Sono Elisa, ho quasi 35 anni, ho due bimbi (una di quattro anni e mezzo e uno di tre mesi) e un compagno, Riccardo. Mi sono laureata in Design del prodotto al Politecnico di Milano e, contrariamente a quello che mi sono sempre sentita dire (“non troverai mai un posto fisso”, “il lavoro non si trova”), subito dopo la laurea, ho trovato lavoro in una casa editrice scolastica a Milano. Tutti i giorni, quindi, sveglia alle sette, prendi il pullman, vai al lavoro, pranza con i colleghi, stacca alle diciotto, torna a casa e cena. Tutto ricomincia uguale ogni giorno. Alla fine, potevo ritagliarmi del tempo per ciò che amavo solo la sera. Insomma, la routine iniziava a starmi stretta e la stessa sensazione era condivisa dal mio compagno, Riccardo.

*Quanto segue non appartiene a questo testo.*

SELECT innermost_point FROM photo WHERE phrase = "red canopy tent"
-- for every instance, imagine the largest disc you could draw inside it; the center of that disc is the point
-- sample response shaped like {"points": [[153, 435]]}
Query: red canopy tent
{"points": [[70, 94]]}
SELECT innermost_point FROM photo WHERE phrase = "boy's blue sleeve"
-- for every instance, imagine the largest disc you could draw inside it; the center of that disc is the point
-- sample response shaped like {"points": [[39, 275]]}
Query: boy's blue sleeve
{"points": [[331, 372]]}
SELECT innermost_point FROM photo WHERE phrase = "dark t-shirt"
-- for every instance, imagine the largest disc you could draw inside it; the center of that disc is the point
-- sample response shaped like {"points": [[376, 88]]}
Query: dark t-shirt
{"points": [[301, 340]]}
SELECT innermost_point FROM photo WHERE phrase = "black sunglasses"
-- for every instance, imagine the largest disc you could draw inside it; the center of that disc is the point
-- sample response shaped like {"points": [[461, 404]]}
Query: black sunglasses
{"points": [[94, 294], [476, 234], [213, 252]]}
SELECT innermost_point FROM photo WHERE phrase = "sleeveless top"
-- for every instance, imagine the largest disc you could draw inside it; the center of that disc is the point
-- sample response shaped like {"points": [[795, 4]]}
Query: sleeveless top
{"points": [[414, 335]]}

Mi racconti dell’inizio del cambiamento che avete deciso di intraprendere insieme, per migliorare la vostra quotidianità?
Mentre lavoravamo, abbiamo iniziato a fare “Wwoofing”. Per chi non la conoscesse, Wwoof è una rete che mette in comunicazione chi vuole fare volontariato nelle aziende agricole-biologiche e le aziende stesse. Dopo aver fatto due o tre esperienze di questo tipo durante le ferie, abbiamo deciso di prendere un anno sabbatico e passarlo come Wwoofers in giro per l’Italia. Il Wwoofing, per noi, è stato come una scintilla, perché ci ha dato la possibilità di vedere che la vita che volevamo era possibile. Era arrivato il momento di trovare un luogo dove iniziare il nostro progetto.
Secondo te, cosa ti differenzia da un cittadino italiano medio?
Sinceramente non saprei. Parlando con le persone che apprezzano quello che facciamo, quello che riscontro è che ci dicono: “Che bello, ma io non sarei in grado”. Noi ci abbiamo provato. Tante persone, magari, non sono contente della vita che fanno, ma non tentano di cambiare le cose. Noi, se non altro, abbiamo avuto l’incoscienza di provarci.
Tu sei nata e cresciuta in città o in campagna?
Io sono nata e cresciuta nel basso pavese, a Magherno, circondata dai campi di mais e di riso e dalle zanzare. Inoltre, la mia famiglia ha un allevamento di suini, quindi sono sempre stata a contatto con una realtà rurale. Riccardo, invece, è cresciuto a Pavia: è lui l’anima più cittadina.
Dopo l’iniziale inversione di rotta, come avete deciso dove stare?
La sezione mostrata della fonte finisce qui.